Process design, modeling and life cycle analysis of energy consumption and GHG emission for jet fuel production from bioethanol in China

China's growing capacity of bioethanol production renders the conversion of ethanol-to-jet fuel (ETJ) promising. However, ETJ studies are currently scarce in China. This study employed process simulation to model two novel ETJ processes that combined corn cob gasification, syngas-to-ethanol, and ethanol-to-jet fuel. This paper also discussed the other three ETJs, in which ethanol were obtained via direct-fermentation of corn, cassava, and corn cob, respectively. Life cycle assessment (LCA) was performed to evaluate energy consumption and greenhouse gas (GHG) emissions of ETJs in China. The results showed that the ETJ pathway, which included corn cob gasification plus fermentation, showed the least energy consumption and GHG emission, with 370.05 KJ/MJ jet fuel and 31.66 gCO2eq/MJ jet fuel, respectively. Sensitivity analysis was performed to identify parameters that had a significant impact on the results, and uncertainty analysis was implemented to check the reliability of the result. Further analysis revealed that cleaner electricity and heat production could effectively reduce the GHG emissions of the energy-intensive ETJs, with the highest reduction of 21.55%. Given that few life cycle assess-ments of ETJs in China have reported, this study can assist policy-makers to decide the path in which China's sustainable aviation fuel (SAF) should evolve.

Automated summary

China's increasing bioethanol production capacity makes the conversion of ethanol-to-jet fuel (ETJ) promising.
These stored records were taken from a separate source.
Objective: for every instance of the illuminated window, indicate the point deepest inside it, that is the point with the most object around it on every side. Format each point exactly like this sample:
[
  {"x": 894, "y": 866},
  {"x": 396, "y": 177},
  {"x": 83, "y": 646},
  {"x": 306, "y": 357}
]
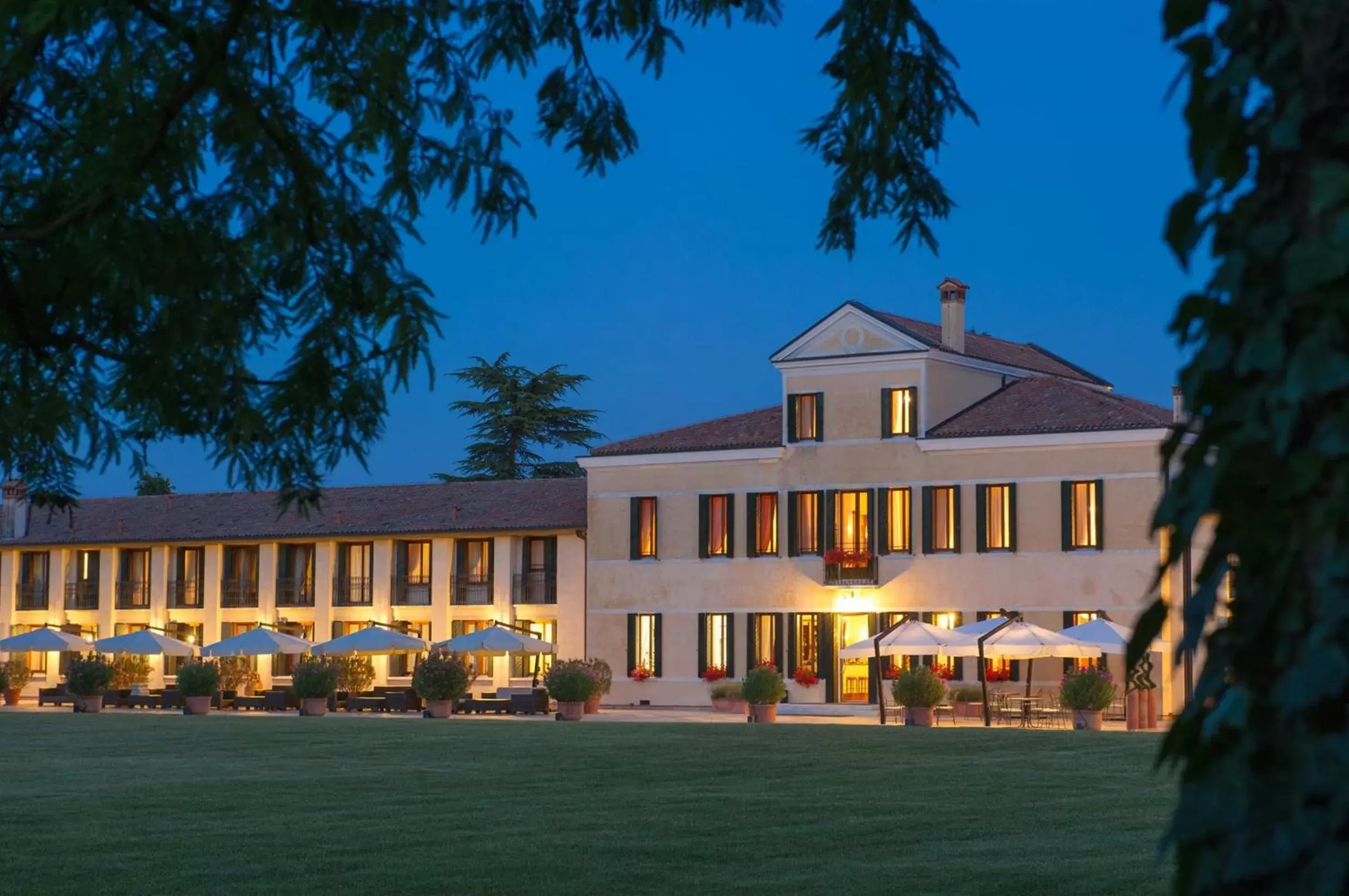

This study used process simulation to model two novel ETJ processes combining corn cob gasification, syngas-to-ethanol, and ethanol-to-jet fuel. Life cycle assessment (LCA) was performed to evaluate energy consumption and greenhouse gas emissions of ETJs in China. The results showed that the ETJ pathway with corn cob gasification plus fermentation had the lowest energy consumption and GHG emissions, with 370.05 KJ/MJ jet fuel and 31.66 gCO2eq/MJ jet fuel, respectively. Given the scarcity of life cycle assessments for ETJs in China, this study can assist policymakers in determining the path for China's sustainable aviation fuel (SAF) development.